The DCXL project is in full swing now– developers are working closely with Microsoft Research to create the add-in that will revolutionize scientific data curation (in my humble opinion!). Part of this process was deciding how to handle metadata. For a refresher on metadata, i.e. data documentation, read this post about the metadata in DCXL.
Creating metadata was one of the major requirements for the project, and arguably the most challenging task. The challenges stem from the fact that there are many metadata standards out there, and of course, none are perfect for our particular task. So how do we incorporate good work done by others much smarter than me into DCXL, without compromising our need for user-friendly, simple data documentation?

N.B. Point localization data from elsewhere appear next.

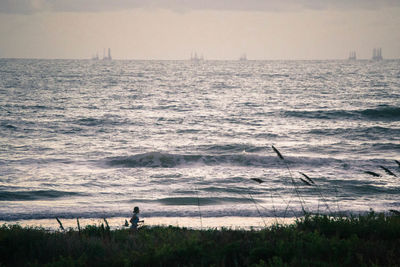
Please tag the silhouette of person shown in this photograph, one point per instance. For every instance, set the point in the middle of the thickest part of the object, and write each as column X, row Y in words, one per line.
column 135, row 219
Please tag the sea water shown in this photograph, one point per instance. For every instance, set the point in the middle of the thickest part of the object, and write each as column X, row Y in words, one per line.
column 182, row 139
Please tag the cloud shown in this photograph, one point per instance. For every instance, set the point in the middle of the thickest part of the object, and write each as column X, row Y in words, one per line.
column 34, row 6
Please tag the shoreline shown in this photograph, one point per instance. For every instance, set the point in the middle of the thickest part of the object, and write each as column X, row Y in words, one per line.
column 230, row 222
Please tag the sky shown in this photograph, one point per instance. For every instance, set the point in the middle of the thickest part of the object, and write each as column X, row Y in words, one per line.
column 216, row 29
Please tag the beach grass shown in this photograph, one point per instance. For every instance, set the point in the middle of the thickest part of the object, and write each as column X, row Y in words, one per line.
column 372, row 239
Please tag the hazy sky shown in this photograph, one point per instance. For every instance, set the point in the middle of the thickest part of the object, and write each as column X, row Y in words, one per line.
column 218, row 29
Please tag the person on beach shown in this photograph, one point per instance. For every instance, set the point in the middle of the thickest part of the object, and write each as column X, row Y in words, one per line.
column 135, row 219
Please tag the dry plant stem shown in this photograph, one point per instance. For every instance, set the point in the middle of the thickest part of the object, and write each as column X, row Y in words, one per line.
column 296, row 189
column 198, row 206
column 59, row 222
column 291, row 177
column 259, row 213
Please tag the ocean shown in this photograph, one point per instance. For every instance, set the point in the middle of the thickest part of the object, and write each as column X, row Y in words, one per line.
column 193, row 140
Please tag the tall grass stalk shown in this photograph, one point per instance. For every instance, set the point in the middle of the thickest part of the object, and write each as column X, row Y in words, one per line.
column 61, row 226
column 259, row 213
column 291, row 178
column 79, row 226
column 198, row 206
column 311, row 182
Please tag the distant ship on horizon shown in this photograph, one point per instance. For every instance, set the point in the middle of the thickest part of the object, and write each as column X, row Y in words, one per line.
column 108, row 57
column 96, row 57
column 352, row 55
column 243, row 57
column 105, row 57
column 377, row 54
column 194, row 57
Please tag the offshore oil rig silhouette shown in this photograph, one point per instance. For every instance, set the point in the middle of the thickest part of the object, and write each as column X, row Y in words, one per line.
column 377, row 54
column 105, row 57
column 352, row 55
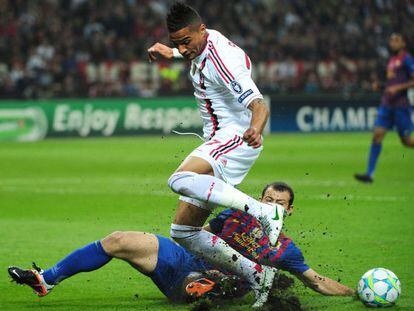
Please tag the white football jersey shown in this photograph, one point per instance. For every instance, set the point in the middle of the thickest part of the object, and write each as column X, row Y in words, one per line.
column 223, row 85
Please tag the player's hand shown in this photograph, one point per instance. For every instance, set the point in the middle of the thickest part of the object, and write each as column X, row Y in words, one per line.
column 393, row 89
column 159, row 49
column 252, row 137
column 375, row 86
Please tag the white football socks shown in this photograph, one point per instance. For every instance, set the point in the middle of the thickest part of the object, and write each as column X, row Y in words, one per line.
column 217, row 252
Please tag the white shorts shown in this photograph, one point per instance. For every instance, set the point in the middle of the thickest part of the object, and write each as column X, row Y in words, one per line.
column 230, row 157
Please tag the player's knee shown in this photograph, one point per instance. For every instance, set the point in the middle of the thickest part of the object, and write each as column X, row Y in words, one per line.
column 182, row 233
column 180, row 182
column 407, row 142
column 113, row 243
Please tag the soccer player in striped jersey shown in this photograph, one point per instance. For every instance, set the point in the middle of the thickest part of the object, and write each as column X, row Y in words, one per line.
column 234, row 116
column 394, row 110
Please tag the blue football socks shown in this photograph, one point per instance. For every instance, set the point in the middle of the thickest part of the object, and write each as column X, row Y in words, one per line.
column 87, row 258
column 373, row 158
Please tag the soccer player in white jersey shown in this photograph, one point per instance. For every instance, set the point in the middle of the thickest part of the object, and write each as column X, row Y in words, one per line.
column 234, row 116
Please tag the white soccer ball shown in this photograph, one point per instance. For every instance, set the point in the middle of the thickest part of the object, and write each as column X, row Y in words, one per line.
column 379, row 287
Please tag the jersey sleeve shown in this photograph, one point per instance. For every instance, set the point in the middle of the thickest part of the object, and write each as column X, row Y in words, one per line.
column 232, row 69
column 216, row 224
column 409, row 64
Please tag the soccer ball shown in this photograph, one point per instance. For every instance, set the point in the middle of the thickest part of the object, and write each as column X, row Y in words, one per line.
column 379, row 287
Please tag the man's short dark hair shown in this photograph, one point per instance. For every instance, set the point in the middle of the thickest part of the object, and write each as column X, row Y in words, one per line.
column 180, row 16
column 280, row 186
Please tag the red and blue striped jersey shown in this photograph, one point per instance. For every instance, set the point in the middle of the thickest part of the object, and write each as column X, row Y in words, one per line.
column 244, row 233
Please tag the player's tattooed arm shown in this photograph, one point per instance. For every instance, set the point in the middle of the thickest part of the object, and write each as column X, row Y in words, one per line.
column 159, row 49
column 260, row 114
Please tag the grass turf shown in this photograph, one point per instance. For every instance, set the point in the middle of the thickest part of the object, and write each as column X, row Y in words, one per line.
column 57, row 195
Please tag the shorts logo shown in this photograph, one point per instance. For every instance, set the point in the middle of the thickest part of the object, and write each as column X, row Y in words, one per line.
column 236, row 87
column 245, row 95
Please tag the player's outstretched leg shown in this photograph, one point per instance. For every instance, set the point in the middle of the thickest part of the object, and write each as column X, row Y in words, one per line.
column 374, row 153
column 407, row 141
column 213, row 190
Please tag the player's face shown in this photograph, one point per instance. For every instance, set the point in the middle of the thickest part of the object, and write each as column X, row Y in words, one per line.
column 189, row 41
column 280, row 197
column 396, row 43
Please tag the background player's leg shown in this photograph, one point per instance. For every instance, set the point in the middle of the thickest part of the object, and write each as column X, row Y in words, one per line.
column 193, row 179
column 374, row 152
column 139, row 249
column 187, row 231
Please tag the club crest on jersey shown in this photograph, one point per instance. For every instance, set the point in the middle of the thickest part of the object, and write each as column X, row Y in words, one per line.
column 236, row 87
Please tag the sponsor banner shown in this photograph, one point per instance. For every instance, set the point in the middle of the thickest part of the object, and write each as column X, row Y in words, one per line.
column 34, row 120
column 323, row 114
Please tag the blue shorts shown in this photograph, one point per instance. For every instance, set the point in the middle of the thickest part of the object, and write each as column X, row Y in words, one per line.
column 174, row 264
column 400, row 117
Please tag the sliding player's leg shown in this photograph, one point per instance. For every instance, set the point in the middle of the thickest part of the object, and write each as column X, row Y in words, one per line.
column 374, row 153
column 187, row 231
column 191, row 180
column 405, row 126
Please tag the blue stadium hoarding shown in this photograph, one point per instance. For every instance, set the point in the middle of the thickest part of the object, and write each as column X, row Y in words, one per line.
column 323, row 113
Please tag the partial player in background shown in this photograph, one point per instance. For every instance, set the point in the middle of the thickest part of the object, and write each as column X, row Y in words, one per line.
column 394, row 110
column 179, row 275
column 234, row 116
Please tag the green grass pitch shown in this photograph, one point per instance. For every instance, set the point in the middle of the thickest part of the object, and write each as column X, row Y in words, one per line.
column 57, row 195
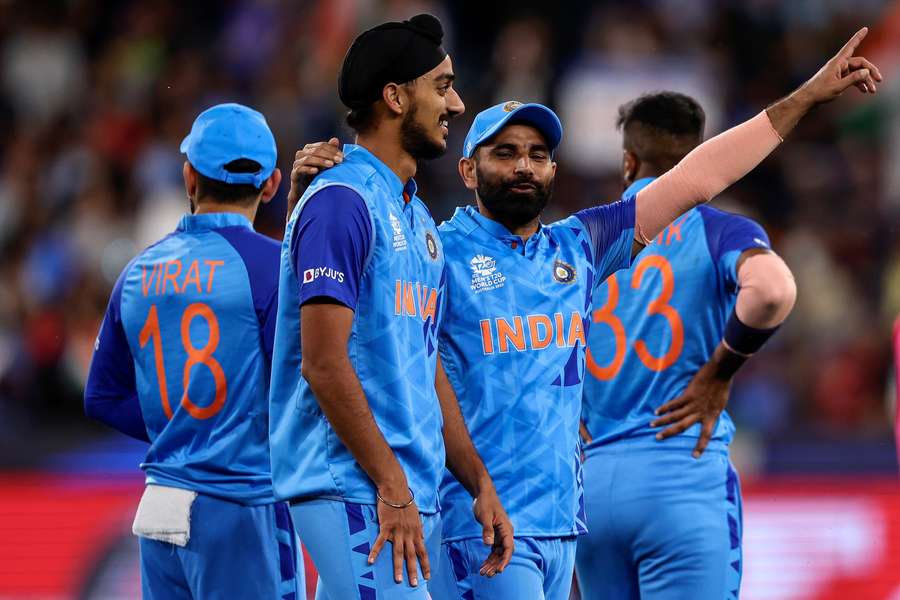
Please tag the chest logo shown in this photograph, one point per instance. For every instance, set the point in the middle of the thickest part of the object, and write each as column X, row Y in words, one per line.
column 431, row 245
column 399, row 239
column 563, row 272
column 485, row 276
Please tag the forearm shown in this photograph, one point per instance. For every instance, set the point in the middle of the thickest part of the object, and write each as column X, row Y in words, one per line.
column 787, row 112
column 343, row 401
column 704, row 173
column 462, row 457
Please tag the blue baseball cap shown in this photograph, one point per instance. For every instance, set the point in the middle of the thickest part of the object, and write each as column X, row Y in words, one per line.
column 490, row 121
column 228, row 132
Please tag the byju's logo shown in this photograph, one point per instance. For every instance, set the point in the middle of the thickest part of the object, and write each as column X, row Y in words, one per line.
column 311, row 275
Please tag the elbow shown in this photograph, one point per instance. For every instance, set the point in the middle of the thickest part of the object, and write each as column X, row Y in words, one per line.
column 318, row 369
column 777, row 299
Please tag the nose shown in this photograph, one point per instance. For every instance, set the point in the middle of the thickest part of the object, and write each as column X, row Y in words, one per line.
column 523, row 165
column 455, row 106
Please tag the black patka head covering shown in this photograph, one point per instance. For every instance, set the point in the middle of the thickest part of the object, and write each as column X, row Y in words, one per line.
column 389, row 53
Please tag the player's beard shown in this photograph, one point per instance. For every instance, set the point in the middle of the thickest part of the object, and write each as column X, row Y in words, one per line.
column 415, row 139
column 513, row 209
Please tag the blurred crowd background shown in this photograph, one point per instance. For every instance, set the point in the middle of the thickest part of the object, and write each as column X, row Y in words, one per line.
column 96, row 97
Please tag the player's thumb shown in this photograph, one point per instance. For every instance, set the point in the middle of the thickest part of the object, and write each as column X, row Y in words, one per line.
column 857, row 76
column 487, row 534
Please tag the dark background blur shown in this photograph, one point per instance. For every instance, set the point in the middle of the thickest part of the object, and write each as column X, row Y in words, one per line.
column 96, row 97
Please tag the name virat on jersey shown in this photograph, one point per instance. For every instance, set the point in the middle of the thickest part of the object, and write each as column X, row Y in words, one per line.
column 156, row 280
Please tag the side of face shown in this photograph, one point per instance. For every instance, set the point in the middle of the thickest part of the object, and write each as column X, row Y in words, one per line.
column 431, row 102
column 512, row 174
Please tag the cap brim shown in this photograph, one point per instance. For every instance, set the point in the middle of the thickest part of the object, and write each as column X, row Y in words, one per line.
column 537, row 115
column 185, row 144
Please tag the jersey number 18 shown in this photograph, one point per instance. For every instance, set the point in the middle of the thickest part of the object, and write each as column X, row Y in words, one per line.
column 195, row 356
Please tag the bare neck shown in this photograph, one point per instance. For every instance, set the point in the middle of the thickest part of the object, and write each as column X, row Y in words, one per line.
column 211, row 206
column 385, row 144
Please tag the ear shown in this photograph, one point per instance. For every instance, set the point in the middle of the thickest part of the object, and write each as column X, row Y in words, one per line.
column 630, row 165
column 190, row 179
column 270, row 187
column 396, row 98
column 466, row 168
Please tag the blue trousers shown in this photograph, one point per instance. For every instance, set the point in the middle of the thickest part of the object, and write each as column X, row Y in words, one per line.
column 661, row 524
column 235, row 552
column 540, row 569
column 339, row 535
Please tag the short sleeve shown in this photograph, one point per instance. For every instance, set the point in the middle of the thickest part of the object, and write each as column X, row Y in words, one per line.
column 728, row 236
column 110, row 393
column 331, row 243
column 261, row 259
column 611, row 230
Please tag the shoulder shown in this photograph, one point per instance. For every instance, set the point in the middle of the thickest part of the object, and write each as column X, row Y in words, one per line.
column 259, row 253
column 726, row 231
column 571, row 225
column 349, row 173
column 715, row 218
column 334, row 197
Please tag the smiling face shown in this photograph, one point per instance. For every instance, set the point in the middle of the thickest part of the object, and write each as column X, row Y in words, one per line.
column 434, row 102
column 512, row 175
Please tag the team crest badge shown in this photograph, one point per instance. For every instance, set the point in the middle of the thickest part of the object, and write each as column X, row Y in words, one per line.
column 431, row 244
column 563, row 273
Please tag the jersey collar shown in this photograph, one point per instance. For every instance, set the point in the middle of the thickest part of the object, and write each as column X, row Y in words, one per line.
column 208, row 221
column 637, row 186
column 398, row 188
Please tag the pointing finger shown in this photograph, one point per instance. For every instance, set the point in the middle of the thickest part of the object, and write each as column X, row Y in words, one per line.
column 851, row 45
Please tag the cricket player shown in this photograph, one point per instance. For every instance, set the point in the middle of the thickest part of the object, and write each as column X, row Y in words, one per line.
column 182, row 362
column 358, row 433
column 519, row 297
column 668, row 335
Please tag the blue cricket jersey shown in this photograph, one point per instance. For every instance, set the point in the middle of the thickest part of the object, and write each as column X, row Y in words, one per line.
column 377, row 252
column 657, row 323
column 513, row 345
column 183, row 357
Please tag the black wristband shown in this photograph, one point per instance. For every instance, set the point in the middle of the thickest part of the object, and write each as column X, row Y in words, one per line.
column 743, row 339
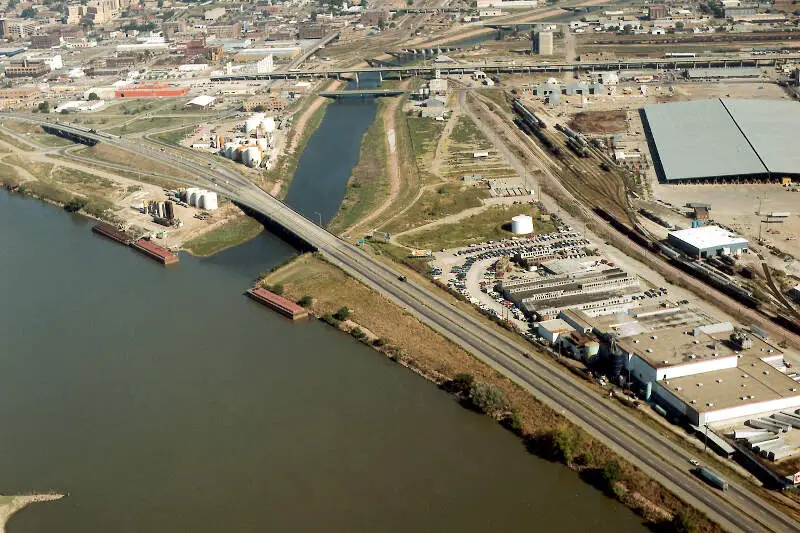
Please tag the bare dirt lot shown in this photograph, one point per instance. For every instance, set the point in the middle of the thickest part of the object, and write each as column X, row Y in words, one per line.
column 600, row 122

It was tricky, but we came up with a solution that will work for many, if not most, potential DCXL users. A few things entered into the metadata route we chose:
- DataONE: We are very interested in making sure that data posted to a repository via the DCXL add-in can be found using the DataONE Mercury metadata search system (Called ONE-Mercury; to be released in May). That means we need to make sure we are using metadata that the DataONE infrastructure likes. At this point in DataONE’s development, that limits us to International Organization for Standardization Geospatial Metadata Standard (ISO19115), Federal Geographic Data Committee Geospatial Metadata Standard (FGDC) , and Ecological Metadata Language (EML).
- We want metadata created by the DCXL software to be as flexible as possible for as many different types of data as possible. ISO19115 and FGDC are both geared towards spatial data specifically (e.g., GIS). EML is a bit more general and flexible, so we chose to go with it.
- EML is a very well documented metadata schema; rather than include every element of EML in DCXL, we cherry-picked the elements we thought would generate metadata that makes the data more discoverable and useable. Of course, just like never being too skinny or too rich, you can NEVER have too much metadata. But we chose to draw the line somewhere between “not useful at all” and “overwhelming”.
- We ensured that the metadata elements we included could be mapped to DataCite and Dublin Core minimal metadata. This ensures that a data citation can be generated based on the metadata collected for the dataset.